Small Chunking Problems

A mentor once told me that I create an impossible to scale mental wall around an objective because I quickly grasp its scope and, once I look at it as a whole, I become intimidated.

For example, at work I started marketing for multiple large clients. My objective is to increase their revenue steadily month-over-month. I’ve never done this before and results often lag by at least 30 days. I’m freaking out about this, because, previously, I’ve only ever worked on one client at a time.

This is often the cause of my gloominess on busy weeks.

The remedy is to “small-chunk.”

So in the case of working on my clients, I have to identify what needs to be (and can reasonably be) done in a month. Then I spend some time on my thinking couch, pondering process. These are both acts of idealism, and I used to stop at either one or the other and FREAK OUT.

Now I chunk them into weekly tasks. What comes before the other? What can I outsource? Is this really worth so much of my time or is there a better way? It’s a bit more manageable here, but weekly segments are still daunting.

My week next week, for example, involves designing 3 campaigns, doing outreach to 120 people, creating communications and publishing them for clients, refining a process for a major tool our company is going to start using, managing a weekly video project, and designing a training schedule for 4 employees who fit into two different roles.

So I chunk it down to days.

Monday, for example, I’ll start by vaguely outlining the training schedule, then I’ll design a campaign, do some outreach (taking notes on the process) and publish our weekly video.

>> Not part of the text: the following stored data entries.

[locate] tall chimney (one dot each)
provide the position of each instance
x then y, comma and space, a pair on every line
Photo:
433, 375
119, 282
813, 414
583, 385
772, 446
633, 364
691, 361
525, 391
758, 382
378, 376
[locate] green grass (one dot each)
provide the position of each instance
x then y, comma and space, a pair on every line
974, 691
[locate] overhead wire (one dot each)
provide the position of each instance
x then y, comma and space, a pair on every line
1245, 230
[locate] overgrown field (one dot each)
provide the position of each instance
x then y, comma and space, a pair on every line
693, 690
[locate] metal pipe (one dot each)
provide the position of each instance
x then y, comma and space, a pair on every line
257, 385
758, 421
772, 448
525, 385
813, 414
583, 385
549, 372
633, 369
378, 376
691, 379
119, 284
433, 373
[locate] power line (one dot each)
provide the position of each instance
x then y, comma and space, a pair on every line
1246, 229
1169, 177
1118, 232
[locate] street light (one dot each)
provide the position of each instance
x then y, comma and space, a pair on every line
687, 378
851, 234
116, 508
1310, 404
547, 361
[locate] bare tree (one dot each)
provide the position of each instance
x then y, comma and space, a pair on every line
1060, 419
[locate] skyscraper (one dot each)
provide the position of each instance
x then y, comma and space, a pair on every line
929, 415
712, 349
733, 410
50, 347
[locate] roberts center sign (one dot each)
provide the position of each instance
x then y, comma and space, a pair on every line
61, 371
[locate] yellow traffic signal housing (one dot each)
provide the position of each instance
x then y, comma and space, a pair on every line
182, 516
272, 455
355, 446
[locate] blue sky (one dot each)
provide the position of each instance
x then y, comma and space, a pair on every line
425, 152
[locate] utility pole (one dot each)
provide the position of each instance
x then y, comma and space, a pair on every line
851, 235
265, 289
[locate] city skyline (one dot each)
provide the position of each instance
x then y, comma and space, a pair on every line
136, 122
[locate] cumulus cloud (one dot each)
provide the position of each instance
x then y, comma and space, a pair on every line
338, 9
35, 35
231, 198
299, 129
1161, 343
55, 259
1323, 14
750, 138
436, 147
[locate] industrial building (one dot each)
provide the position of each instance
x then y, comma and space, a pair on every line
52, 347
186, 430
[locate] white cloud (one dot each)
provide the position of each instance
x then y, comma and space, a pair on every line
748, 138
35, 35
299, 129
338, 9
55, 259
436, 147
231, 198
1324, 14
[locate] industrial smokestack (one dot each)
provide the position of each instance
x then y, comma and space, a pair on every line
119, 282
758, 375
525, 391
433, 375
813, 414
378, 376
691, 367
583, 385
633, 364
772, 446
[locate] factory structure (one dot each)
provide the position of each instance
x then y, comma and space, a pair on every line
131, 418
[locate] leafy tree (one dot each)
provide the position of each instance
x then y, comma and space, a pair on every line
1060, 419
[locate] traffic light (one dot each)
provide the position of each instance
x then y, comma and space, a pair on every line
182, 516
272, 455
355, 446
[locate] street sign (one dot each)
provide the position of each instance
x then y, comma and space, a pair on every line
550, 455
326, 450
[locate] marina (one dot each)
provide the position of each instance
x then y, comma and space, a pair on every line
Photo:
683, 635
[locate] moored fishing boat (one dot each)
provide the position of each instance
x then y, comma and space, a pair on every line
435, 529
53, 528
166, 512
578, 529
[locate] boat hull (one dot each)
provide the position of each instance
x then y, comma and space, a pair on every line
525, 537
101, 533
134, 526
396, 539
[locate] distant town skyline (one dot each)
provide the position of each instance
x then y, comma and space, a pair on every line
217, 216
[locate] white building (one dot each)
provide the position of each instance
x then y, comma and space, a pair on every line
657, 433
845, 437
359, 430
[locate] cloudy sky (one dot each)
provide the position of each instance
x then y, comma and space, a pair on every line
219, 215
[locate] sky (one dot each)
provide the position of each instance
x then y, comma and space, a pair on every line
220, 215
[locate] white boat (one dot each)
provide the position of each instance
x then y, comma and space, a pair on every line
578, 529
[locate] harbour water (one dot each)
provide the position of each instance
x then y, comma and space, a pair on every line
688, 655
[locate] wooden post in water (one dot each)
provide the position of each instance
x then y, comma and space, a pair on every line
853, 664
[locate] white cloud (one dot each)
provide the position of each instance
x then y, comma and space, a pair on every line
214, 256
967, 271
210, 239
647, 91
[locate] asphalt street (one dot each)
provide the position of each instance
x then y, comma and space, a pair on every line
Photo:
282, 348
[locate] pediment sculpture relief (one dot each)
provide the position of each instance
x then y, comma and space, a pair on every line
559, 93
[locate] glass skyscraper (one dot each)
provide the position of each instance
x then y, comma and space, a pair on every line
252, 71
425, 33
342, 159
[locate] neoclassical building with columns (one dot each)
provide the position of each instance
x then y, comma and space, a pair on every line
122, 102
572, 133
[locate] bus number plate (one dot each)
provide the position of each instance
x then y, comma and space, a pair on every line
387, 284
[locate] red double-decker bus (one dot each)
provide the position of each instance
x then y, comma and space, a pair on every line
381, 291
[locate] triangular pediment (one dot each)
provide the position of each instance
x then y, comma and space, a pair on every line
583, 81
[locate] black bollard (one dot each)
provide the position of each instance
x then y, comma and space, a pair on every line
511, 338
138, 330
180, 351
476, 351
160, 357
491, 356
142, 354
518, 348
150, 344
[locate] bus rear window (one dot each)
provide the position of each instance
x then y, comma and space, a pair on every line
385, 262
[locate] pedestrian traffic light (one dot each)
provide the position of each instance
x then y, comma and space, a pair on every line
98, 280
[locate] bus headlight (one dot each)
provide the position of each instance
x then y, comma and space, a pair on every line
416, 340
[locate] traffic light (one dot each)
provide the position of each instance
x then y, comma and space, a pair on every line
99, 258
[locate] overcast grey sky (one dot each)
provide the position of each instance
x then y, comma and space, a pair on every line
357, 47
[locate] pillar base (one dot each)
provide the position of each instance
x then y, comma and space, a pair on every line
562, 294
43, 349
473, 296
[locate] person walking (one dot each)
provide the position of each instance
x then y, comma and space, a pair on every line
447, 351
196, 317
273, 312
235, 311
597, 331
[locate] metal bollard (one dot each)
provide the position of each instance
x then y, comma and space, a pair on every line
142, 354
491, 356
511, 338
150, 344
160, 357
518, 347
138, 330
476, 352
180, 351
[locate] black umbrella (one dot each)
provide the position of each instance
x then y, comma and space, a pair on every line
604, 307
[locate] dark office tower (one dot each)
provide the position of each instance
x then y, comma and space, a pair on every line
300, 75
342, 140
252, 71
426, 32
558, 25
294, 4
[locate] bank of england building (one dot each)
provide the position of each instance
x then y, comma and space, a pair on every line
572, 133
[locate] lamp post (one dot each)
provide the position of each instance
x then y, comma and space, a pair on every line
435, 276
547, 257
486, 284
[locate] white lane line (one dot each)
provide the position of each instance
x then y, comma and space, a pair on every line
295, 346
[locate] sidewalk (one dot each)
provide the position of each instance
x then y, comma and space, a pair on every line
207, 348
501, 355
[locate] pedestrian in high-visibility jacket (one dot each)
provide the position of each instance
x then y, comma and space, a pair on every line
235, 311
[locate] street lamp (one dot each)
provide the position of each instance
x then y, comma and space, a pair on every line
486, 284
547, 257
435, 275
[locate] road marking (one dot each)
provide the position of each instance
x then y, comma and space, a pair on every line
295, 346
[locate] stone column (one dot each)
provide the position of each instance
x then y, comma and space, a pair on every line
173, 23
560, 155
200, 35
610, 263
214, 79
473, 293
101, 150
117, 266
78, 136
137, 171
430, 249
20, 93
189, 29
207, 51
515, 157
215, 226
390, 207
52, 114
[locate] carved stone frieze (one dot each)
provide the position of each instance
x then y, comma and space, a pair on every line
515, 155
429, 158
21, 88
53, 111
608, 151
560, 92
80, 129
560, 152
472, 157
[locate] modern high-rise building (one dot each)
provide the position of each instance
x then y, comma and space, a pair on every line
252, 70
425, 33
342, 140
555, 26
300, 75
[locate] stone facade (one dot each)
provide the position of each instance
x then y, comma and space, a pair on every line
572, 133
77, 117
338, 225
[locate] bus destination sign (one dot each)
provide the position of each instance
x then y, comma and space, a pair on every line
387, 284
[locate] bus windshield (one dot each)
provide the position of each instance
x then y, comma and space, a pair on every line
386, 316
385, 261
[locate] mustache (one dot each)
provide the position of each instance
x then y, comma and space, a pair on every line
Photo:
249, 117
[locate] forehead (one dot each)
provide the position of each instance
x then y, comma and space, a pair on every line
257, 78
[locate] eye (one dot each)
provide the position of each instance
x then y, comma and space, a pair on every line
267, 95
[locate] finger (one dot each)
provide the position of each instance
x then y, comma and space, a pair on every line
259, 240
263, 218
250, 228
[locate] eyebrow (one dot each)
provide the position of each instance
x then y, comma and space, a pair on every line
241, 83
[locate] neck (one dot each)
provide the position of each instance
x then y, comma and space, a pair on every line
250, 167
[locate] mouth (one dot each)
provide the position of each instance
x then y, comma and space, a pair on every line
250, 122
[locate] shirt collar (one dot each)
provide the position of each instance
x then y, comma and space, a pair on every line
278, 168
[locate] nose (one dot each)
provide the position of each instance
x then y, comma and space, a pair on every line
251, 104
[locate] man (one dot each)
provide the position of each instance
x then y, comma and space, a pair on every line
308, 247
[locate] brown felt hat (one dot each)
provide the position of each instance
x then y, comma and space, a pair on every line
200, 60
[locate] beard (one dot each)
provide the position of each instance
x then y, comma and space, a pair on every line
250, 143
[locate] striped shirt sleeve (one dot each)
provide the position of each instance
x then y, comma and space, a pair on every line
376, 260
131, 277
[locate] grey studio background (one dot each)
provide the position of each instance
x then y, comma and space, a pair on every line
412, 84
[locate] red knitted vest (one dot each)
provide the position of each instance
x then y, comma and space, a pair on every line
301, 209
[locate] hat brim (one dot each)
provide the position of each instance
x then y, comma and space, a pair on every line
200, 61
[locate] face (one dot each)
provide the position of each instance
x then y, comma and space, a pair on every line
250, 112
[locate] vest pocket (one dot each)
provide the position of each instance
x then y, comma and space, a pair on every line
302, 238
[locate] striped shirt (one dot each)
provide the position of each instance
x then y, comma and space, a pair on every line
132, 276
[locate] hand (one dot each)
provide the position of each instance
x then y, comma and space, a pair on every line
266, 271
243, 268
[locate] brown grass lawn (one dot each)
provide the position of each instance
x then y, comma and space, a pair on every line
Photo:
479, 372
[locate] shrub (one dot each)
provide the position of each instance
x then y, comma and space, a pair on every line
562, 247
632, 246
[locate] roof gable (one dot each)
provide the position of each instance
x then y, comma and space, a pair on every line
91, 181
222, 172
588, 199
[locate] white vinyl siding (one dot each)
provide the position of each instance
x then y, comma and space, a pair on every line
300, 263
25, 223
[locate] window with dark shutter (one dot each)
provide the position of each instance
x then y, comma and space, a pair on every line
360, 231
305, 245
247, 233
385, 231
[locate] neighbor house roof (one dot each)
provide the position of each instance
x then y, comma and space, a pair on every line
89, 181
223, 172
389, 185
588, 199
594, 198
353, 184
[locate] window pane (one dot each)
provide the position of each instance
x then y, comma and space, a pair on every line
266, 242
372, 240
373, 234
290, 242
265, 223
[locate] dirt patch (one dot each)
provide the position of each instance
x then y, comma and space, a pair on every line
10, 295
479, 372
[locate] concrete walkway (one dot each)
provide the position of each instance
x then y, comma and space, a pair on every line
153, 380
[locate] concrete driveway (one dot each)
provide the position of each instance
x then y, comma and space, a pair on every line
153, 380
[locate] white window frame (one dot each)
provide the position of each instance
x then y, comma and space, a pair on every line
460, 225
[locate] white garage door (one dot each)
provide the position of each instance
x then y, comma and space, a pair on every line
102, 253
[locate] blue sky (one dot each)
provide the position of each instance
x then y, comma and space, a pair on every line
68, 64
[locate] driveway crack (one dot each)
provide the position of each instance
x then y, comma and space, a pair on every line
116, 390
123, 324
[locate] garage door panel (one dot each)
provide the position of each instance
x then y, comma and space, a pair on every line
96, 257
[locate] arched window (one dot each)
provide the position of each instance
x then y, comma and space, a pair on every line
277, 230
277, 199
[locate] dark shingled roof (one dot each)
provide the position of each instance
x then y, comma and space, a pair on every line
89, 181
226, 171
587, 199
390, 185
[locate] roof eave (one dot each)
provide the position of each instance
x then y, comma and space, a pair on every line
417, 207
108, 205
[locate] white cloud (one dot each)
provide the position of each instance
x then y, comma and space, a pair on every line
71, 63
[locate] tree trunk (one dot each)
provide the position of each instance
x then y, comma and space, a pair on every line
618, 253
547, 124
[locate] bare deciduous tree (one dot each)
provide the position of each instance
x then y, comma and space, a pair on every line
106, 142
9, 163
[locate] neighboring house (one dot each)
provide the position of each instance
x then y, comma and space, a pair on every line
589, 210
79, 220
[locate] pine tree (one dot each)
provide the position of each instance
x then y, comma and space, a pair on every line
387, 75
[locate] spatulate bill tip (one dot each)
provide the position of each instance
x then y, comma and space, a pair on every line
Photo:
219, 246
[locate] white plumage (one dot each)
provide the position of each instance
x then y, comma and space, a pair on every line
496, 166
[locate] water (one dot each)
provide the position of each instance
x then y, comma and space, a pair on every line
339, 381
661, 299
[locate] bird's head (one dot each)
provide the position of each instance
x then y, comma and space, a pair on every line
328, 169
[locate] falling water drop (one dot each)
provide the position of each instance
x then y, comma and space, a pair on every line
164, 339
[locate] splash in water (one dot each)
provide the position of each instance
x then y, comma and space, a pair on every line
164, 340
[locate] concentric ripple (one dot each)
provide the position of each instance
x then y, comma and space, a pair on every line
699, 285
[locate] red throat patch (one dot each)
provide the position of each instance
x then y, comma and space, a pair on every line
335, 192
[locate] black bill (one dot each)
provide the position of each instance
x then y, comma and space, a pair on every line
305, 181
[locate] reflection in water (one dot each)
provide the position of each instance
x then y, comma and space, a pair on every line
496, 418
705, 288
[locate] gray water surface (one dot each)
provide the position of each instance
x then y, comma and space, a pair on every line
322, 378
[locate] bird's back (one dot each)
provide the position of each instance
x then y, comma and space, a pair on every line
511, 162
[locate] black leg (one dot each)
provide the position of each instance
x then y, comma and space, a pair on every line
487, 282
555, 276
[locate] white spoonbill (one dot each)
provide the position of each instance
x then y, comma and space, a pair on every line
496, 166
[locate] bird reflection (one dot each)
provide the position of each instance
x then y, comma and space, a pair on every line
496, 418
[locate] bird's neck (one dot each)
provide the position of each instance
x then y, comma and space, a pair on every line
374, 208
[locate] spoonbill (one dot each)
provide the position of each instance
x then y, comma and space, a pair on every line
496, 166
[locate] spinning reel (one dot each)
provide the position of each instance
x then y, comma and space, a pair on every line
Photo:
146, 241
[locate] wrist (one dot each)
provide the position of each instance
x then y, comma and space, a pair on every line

That still sounds like a lot. I have a sticky note on my monitor that says, “Right now I am…” So, right now I am writing out my thoughts on small chunking. And, to the exception of all else including “emergencies,” I’m working on that one thing.

As a note on emergencies: instead of stopping and switching gears for other people’s moment-to-moment problems, I’ve been asking people to send me an email unless I decide that it actually is urgent. I should be doing this more.